Dr. Peter K. Gregersen says he has finally closed the circle between key genes and more than a 1,000 patients with rheumatoid arthritis. The genes will help tell the story of how the immune system works to create specific antibodies that in turn increase a person’s risk for this crippling disease.
Gregersen's group conducted genome-wide scans to identify polymorphisms, or genetic variants, that are associated with the inflammatory condition and can be used to understand the triggers of the disease. This will provide key insights into the pathways underlying rheumatoid arthritis and other autoimmune diseases. It may ultimately provide tests to predict who will respond to the available new treatments.
Identifying Immune System Mediators
About one percent of the US population will develop rheumatoid arthritis, an autoimmune disease that leads to painful joint swelling. Scientists are cracking the genetic code that makes the immune system wage an attack on a person’s joints. Over the last decade, Dr. Gregersen and his colleagues have been amassing a genetic database complete with siblings with rheumatoid arthritis (and some family members without it) in an attempt to single out those genes that are involved in the autoimmune process. In fact, in 2004, they identified a gene called PTPN2 that confers a two-fold risk for rheumatoid arthritis and a number of other autoimmune diseases. The Feinstein now holds the largest collection from rheumatoid arthritis patients in the world.
Following the cellular pathway, it has been shown that PTPN22 influences the “trigger point” for activation of T-cells, immune cells that are normally called on to wage battle against infection. In autoimmune diseases like rheumatoid arthritis, PTPN22 appears to put people at higher risk of a wayward T-cell response.
The group has since gone on to use modern genetic methods to search for single nucleotide polymorphisms, or SNPs, to identify players that have fallen under the radar of older methods. The group has discovered another signaling molecule that seems to increase a person’s risk for rheumatoid arthritis by 30 percent. (The paper reporting the gene is in press.)
In collaborations with other scientists worldwide, Dr. Gregersen has also been able to show that certain markers are strongly linked to certain ethnic groups and others are not. “This will help us in figuring out what exactly is going on in this illness,” he said. “It’s pretty exciting.”
Early on in the rheumatoid arthritis research game, when HLA popped out as a major genetic player in the condition in the 1980s, Dr. Gregersen discovered that there was a shared bit of DNA that traveled in the disease. What took two years to identify in the laboratory – shared bands of genetic material – would take two days today. And that speed is what excites Dr. Gregersen. “We have the tools to get at these genes rather quickly now,” he said. “The more patients and controls that we have, the more power we will have to pull out new genes and make associations.”
In another major breakthrough, scientists have discovered the importance of a substance called citrulline as a target for immune attack in rheumatoid arthritis (RA). This immune system antibody associated with rheumatoid arthritis recognizes citrulline, which seems to be a key player in the condition. Indeed, the HLA associations with RA have now been shown by Dr. Gregersen and others to directly regulate the immune response to proteins containing citrulline. Citrulline is formed when a specific enzyme comes in contact with arginine, one of 20 common amino acids in proteins. When one of the enzymes is present, nitrogen is removed from the chemical structure of arginine and it converts into citrulline.
Laboratories have developed a test to measure for anti-cyclic citrullinated peptide antibody, or anti-CCP. It is now being used as a diagnostic for rheumatoid arthritis. Scientists are now finding that patients have CCP antibodies months or years prior to the illness, suggesting a way to identify the disease before it starts and perhaps offer treatments to stave off the symptoms.
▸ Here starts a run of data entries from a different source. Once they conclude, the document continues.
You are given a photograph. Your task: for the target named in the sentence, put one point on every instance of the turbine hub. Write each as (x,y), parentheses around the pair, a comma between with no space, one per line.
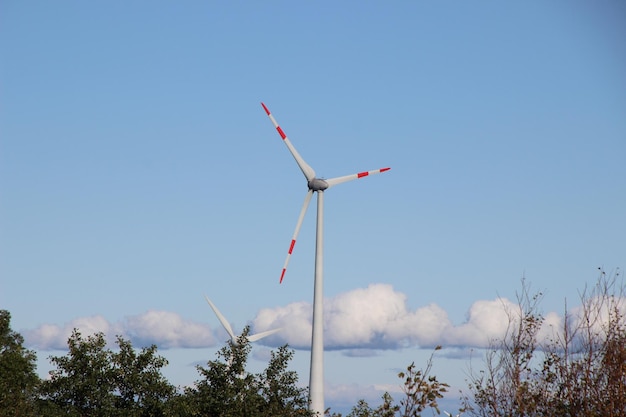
(317,184)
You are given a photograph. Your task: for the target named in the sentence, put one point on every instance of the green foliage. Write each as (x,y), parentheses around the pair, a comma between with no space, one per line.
(18,379)
(94,381)
(227,390)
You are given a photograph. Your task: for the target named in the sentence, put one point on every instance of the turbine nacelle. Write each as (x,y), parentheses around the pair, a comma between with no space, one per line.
(316,379)
(317,184)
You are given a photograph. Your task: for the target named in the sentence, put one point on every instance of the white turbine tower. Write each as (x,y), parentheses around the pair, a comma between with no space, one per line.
(316,377)
(229,330)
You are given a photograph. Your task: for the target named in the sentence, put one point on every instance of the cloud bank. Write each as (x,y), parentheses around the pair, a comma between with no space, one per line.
(162,328)
(359,322)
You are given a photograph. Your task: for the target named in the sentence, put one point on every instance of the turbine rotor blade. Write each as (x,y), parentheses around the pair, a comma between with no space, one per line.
(308,172)
(307,200)
(338,180)
(261,335)
(222,320)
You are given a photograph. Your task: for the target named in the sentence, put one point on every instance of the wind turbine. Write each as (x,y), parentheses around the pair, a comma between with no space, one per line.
(229,330)
(319,185)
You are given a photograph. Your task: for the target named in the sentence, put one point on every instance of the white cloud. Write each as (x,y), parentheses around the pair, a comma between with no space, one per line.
(165,329)
(53,337)
(377,317)
(360,322)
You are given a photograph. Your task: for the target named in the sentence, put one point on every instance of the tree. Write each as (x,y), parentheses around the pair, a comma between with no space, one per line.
(421,391)
(18,378)
(579,371)
(141,388)
(227,390)
(95,381)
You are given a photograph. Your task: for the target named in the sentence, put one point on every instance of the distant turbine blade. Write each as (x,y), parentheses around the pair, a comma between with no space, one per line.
(339,180)
(308,172)
(261,335)
(307,200)
(222,320)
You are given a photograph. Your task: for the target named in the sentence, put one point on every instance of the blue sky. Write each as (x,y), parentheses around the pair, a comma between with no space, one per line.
(139,172)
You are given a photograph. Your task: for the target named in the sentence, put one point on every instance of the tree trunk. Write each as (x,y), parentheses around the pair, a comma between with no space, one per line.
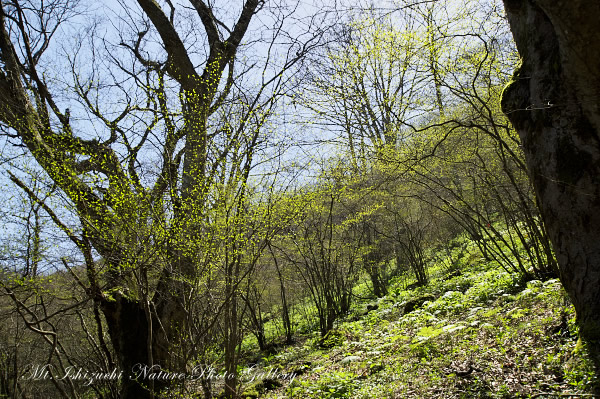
(554,103)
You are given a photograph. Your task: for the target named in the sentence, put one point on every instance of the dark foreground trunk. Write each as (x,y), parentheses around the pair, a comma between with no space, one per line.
(554,103)
(128,328)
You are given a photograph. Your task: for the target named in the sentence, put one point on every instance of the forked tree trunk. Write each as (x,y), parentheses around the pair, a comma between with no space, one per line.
(554,103)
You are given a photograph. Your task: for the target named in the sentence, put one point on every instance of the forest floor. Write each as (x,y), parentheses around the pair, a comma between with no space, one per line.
(475,332)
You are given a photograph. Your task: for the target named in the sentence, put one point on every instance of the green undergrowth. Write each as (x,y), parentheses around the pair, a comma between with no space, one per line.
(479,332)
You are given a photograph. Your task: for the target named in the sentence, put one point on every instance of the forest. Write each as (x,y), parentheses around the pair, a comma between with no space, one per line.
(299,199)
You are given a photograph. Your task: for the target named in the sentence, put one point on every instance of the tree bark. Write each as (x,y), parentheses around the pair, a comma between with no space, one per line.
(554,103)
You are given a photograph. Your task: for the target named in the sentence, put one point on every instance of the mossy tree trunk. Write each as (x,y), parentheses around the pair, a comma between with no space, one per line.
(554,103)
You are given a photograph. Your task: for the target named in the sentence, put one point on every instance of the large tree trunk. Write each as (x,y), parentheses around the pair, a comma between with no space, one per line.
(554,103)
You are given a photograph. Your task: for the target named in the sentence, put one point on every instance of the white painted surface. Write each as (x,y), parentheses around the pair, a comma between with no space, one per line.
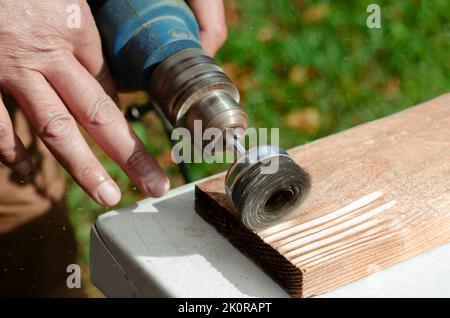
(166,249)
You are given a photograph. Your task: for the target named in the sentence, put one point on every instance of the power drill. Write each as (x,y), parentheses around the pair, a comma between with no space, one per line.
(153,45)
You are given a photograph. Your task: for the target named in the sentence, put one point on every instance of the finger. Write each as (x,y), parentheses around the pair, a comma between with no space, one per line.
(57,128)
(90,55)
(211,19)
(12,151)
(98,114)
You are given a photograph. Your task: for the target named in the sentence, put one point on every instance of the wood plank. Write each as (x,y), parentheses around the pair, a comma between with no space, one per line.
(380,194)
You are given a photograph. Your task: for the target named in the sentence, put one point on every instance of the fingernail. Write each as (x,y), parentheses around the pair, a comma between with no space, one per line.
(157,185)
(23,168)
(108,193)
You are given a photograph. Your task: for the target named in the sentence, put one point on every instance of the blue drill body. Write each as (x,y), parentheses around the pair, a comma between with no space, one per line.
(139,34)
(153,45)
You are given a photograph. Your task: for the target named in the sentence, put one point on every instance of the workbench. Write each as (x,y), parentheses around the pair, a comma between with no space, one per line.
(162,248)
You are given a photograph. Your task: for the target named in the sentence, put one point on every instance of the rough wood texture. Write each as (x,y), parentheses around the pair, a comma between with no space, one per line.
(380,194)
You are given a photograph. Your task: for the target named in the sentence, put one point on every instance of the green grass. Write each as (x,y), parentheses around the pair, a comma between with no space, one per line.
(288,56)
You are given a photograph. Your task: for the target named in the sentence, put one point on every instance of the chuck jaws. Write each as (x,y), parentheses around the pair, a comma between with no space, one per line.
(153,45)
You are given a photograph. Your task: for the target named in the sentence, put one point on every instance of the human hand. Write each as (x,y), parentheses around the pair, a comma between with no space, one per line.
(59,77)
(211,19)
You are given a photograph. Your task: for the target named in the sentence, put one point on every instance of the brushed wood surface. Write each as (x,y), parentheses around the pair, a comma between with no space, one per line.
(380,194)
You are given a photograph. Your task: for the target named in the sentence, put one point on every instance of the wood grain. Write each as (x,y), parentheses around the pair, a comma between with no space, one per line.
(380,194)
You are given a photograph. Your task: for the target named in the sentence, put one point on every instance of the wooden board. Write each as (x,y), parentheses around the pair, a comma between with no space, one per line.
(380,194)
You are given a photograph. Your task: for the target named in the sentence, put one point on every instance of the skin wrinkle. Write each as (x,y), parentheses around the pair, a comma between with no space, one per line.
(39,50)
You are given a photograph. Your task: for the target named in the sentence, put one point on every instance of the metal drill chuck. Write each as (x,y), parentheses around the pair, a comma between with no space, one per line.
(190,86)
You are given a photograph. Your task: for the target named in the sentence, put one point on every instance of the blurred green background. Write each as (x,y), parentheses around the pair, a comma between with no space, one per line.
(311,68)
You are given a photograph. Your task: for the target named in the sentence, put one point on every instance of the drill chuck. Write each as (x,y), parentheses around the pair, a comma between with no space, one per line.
(190,86)
(153,45)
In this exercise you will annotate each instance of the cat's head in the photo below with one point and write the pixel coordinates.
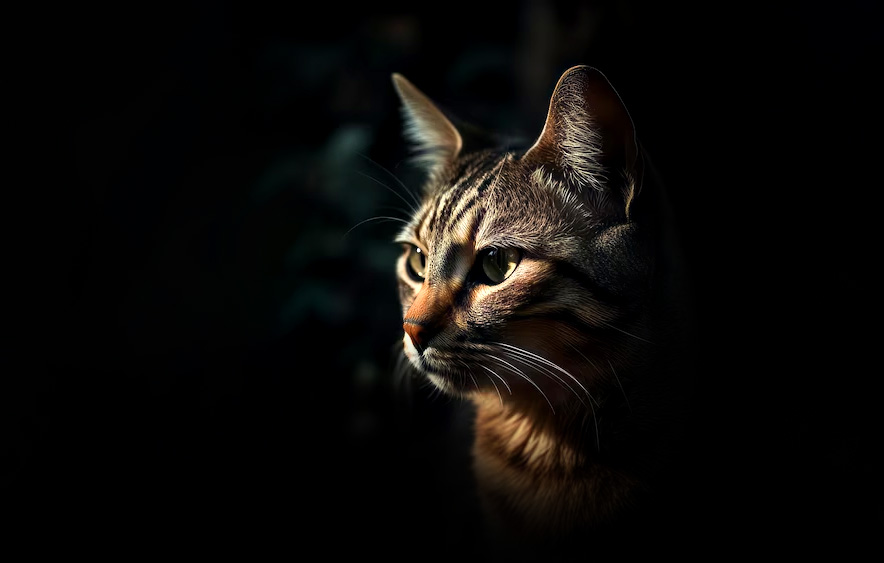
(524, 274)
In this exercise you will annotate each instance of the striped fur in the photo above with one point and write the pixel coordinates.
(557, 356)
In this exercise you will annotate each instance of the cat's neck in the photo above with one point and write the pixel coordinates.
(536, 475)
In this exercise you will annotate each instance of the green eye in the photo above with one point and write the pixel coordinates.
(416, 263)
(498, 263)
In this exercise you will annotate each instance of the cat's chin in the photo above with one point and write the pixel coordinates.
(450, 381)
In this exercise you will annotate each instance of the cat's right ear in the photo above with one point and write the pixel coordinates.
(437, 141)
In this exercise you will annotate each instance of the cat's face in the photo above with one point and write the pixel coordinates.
(513, 282)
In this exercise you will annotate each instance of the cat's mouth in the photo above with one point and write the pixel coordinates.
(440, 368)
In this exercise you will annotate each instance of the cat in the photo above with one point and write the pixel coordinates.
(545, 286)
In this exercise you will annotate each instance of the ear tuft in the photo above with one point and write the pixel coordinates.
(436, 140)
(588, 138)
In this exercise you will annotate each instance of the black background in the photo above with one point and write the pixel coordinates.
(198, 348)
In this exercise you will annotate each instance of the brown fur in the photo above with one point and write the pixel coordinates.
(575, 364)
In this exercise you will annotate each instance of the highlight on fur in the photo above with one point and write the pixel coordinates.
(572, 358)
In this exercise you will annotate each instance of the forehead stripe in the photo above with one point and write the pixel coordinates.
(468, 202)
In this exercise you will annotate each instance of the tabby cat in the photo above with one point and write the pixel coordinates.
(544, 286)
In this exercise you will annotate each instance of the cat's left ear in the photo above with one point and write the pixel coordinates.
(588, 140)
(437, 141)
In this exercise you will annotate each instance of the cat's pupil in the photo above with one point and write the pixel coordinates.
(416, 263)
(498, 263)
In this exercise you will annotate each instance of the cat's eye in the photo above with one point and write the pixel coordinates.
(416, 263)
(498, 263)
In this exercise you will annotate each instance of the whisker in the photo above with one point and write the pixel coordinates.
(537, 358)
(626, 332)
(521, 374)
(553, 364)
(502, 380)
(496, 388)
(410, 204)
(380, 218)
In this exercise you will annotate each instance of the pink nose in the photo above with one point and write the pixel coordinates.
(419, 332)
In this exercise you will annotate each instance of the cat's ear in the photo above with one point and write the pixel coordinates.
(437, 141)
(588, 139)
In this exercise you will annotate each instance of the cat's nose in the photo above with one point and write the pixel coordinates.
(419, 332)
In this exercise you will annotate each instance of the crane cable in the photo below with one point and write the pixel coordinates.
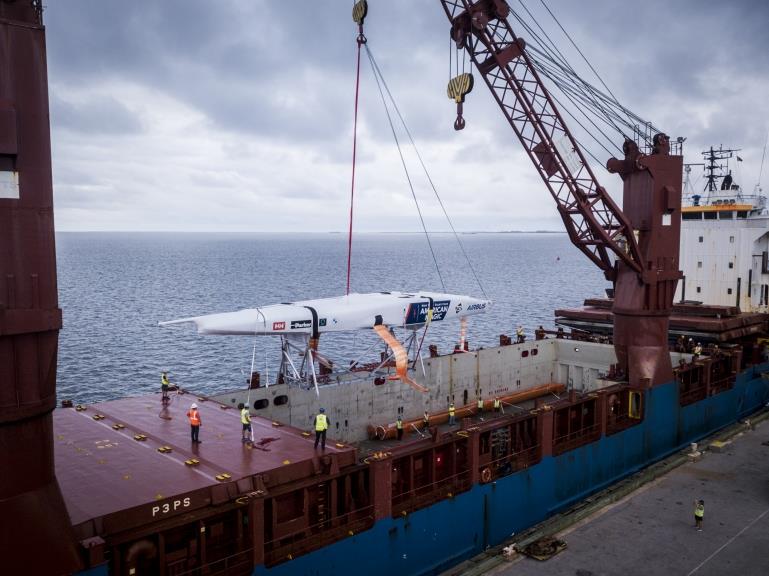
(358, 14)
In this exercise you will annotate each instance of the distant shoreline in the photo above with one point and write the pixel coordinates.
(332, 232)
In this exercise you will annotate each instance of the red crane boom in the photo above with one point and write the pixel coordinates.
(644, 236)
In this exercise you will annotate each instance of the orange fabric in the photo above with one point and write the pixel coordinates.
(401, 358)
(194, 417)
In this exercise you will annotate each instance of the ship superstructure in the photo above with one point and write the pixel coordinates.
(725, 241)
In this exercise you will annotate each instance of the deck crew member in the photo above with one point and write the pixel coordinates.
(321, 425)
(699, 514)
(194, 417)
(697, 351)
(164, 384)
(245, 420)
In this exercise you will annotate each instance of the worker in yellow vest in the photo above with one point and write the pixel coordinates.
(164, 384)
(699, 514)
(321, 425)
(245, 419)
(194, 417)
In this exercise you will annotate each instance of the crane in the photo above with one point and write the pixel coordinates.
(637, 247)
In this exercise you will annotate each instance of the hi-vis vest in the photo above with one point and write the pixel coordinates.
(194, 417)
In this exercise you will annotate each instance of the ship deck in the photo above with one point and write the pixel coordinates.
(651, 531)
(104, 470)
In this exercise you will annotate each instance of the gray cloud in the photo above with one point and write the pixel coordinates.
(193, 99)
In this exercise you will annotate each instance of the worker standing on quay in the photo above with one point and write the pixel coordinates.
(194, 417)
(245, 420)
(699, 514)
(321, 425)
(164, 384)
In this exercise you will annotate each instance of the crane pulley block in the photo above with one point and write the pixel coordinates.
(459, 87)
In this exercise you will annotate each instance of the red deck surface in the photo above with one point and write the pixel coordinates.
(103, 471)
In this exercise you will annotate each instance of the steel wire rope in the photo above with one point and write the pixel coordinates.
(537, 37)
(405, 168)
(558, 83)
(426, 171)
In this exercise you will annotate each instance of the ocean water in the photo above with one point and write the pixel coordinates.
(114, 288)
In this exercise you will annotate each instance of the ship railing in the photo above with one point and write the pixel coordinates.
(510, 463)
(238, 564)
(577, 438)
(428, 494)
(318, 535)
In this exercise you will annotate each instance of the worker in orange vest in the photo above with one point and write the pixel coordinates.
(194, 417)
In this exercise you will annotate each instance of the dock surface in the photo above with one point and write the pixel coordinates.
(651, 532)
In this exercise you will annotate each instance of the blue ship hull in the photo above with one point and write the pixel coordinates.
(433, 539)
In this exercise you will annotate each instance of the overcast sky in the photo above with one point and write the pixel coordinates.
(236, 115)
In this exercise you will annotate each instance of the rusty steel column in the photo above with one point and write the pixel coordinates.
(35, 531)
(643, 302)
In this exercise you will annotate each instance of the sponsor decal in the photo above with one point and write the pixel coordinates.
(417, 311)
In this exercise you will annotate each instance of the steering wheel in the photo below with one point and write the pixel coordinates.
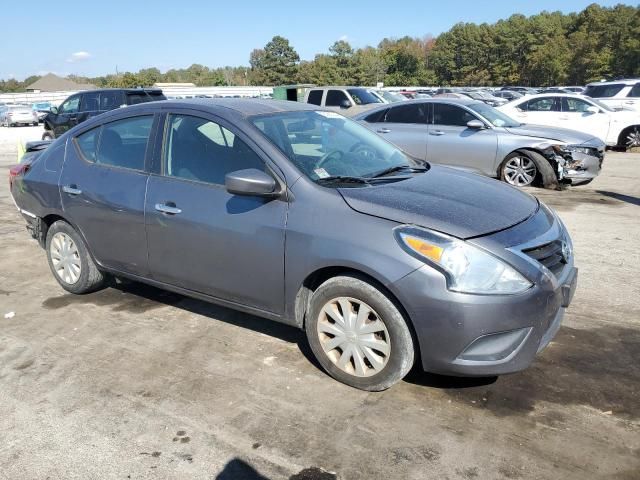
(332, 155)
(364, 150)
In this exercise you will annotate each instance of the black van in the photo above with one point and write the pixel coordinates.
(81, 106)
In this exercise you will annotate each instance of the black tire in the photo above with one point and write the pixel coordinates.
(629, 138)
(90, 278)
(582, 184)
(545, 175)
(401, 346)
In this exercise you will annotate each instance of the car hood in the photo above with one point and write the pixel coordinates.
(461, 204)
(571, 137)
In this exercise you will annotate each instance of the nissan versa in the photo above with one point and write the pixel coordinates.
(299, 215)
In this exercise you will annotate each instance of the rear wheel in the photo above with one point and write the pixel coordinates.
(69, 260)
(358, 334)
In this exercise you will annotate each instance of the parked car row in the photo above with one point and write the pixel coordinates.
(617, 128)
(389, 261)
(13, 115)
(473, 136)
(82, 106)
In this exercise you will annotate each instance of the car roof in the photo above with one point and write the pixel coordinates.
(338, 87)
(453, 101)
(625, 81)
(244, 107)
(128, 90)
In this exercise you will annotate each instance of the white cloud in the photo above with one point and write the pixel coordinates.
(78, 57)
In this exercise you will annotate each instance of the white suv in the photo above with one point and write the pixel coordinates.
(619, 94)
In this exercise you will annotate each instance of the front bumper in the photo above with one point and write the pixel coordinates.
(483, 335)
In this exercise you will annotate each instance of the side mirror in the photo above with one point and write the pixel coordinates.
(251, 182)
(476, 124)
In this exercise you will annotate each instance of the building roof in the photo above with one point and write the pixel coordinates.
(53, 83)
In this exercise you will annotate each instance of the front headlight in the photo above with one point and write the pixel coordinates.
(468, 269)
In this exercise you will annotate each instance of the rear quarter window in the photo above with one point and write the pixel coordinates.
(315, 97)
(87, 143)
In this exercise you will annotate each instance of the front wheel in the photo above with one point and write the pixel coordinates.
(519, 170)
(358, 334)
(69, 260)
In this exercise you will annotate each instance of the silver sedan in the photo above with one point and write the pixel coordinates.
(473, 136)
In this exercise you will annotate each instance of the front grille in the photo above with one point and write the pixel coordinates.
(550, 255)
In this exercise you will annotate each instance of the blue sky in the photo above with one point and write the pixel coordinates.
(92, 38)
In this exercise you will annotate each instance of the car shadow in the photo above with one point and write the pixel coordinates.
(621, 197)
(154, 297)
(136, 298)
(424, 379)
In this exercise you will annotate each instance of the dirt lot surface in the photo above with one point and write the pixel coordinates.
(133, 382)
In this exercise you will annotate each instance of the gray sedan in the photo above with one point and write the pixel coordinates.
(302, 216)
(474, 136)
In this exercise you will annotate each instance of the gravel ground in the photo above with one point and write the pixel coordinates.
(133, 382)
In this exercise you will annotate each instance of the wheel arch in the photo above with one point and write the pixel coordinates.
(321, 275)
(624, 132)
(548, 176)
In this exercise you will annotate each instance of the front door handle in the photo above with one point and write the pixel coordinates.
(71, 190)
(168, 209)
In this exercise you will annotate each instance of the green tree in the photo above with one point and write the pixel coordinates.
(277, 63)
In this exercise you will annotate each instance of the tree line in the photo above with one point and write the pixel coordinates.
(550, 48)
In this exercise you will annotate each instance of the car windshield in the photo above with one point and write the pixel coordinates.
(493, 116)
(362, 96)
(601, 105)
(392, 97)
(325, 145)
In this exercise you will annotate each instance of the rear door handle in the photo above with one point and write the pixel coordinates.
(168, 209)
(71, 190)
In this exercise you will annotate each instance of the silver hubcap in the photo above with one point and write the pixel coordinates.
(353, 337)
(65, 258)
(633, 139)
(520, 171)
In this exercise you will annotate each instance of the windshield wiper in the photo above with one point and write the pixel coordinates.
(342, 179)
(398, 168)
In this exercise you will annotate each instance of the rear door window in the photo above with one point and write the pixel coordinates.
(71, 105)
(335, 98)
(201, 150)
(604, 91)
(546, 104)
(413, 113)
(575, 105)
(111, 100)
(123, 143)
(451, 115)
(315, 97)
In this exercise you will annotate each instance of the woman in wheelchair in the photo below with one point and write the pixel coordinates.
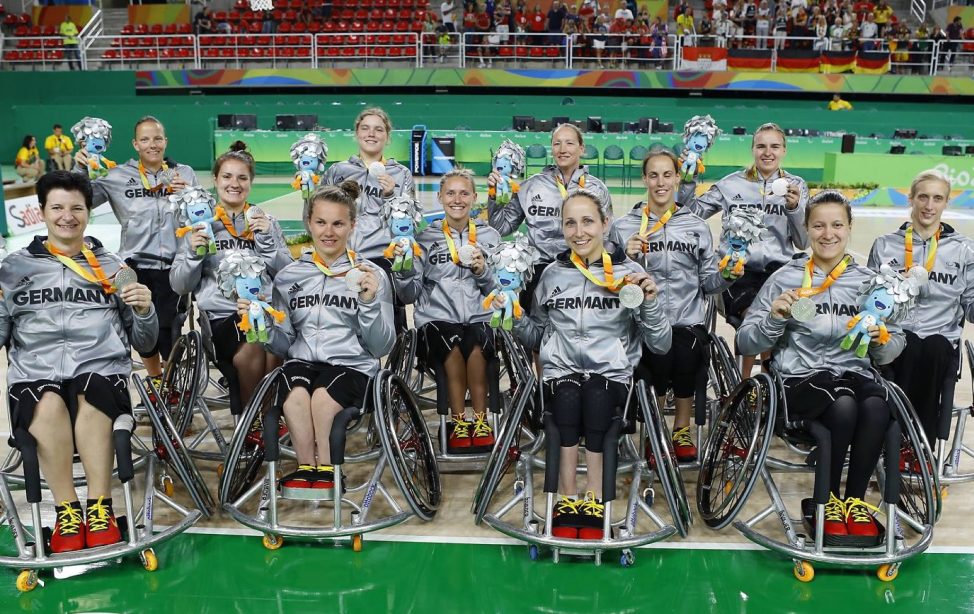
(70, 334)
(676, 248)
(927, 247)
(448, 284)
(334, 331)
(589, 343)
(823, 382)
(242, 227)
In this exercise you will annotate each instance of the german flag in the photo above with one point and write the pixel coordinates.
(798, 60)
(749, 59)
(872, 63)
(838, 61)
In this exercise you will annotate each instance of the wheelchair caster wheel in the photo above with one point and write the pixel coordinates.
(149, 560)
(888, 573)
(804, 571)
(27, 580)
(627, 559)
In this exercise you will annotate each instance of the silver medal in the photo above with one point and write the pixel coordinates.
(803, 310)
(631, 296)
(353, 279)
(465, 254)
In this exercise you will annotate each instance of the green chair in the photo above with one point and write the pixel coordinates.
(591, 157)
(635, 165)
(535, 152)
(614, 158)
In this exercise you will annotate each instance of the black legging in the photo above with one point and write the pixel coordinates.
(861, 425)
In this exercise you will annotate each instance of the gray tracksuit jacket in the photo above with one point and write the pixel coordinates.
(579, 327)
(198, 274)
(681, 260)
(148, 226)
(60, 325)
(948, 296)
(746, 188)
(538, 204)
(804, 348)
(371, 235)
(441, 290)
(325, 322)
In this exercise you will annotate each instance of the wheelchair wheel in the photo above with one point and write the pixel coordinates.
(507, 448)
(666, 465)
(920, 483)
(736, 450)
(169, 446)
(245, 453)
(181, 379)
(407, 444)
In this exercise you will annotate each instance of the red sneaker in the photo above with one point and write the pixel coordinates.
(686, 452)
(102, 527)
(483, 435)
(69, 530)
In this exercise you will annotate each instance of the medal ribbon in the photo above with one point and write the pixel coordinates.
(328, 272)
(931, 256)
(449, 239)
(609, 283)
(807, 290)
(97, 276)
(644, 223)
(145, 180)
(221, 214)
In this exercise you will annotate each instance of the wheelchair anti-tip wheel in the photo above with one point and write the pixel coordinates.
(407, 444)
(664, 455)
(736, 449)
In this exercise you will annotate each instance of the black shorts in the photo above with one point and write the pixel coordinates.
(166, 302)
(108, 394)
(739, 296)
(808, 397)
(680, 367)
(226, 338)
(437, 340)
(347, 386)
(584, 405)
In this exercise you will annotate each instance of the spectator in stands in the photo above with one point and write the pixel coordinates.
(69, 37)
(59, 148)
(837, 104)
(882, 15)
(28, 162)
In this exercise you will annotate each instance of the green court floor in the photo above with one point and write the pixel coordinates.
(223, 573)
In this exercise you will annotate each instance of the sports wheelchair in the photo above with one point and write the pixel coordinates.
(534, 528)
(738, 453)
(395, 438)
(138, 532)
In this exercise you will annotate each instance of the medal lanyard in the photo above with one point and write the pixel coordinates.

It turns out that those with these antibodies who also have a particular variety of HLA, a complex of genes that regulate immune function, have a 30 times higher risk of developing rheumatoid arthritis than those without these genetic risk factors.
Scientists at the University of Colorado are now analyzing the genes from 2,500 first degree relatives of rheumatoid arthritis patients and testing CCP levels to see whether there is a way to predict, based on these measurements, who will go on to develop rheumatoid arthritis.
Ultimately, understanding how the genes work to confer illness will help in the development of new treatments.
Normal Control Genetic Database
In addition, The Feinstein Institute is participating in a groundbreaking effort to release large amounts of genetic data on normal subjects for use by the scientific community. A key barrier to progress for many geneticists is the costs of obtaining genetic data from normal control populations to use for comparison to the genetic variation seen in people with disease.
In collaboration with the Children’s Hospital of Philadelphia, The Feinstein will release genetics data on approximately 6,000 normal volunteers. A company that designs new genetic testing technology, Illumina, Inc. will maintain the database and make it available to scientists. The data will not include personal identifiers but scientists will have information on age and ethnicity to best match their groups to study.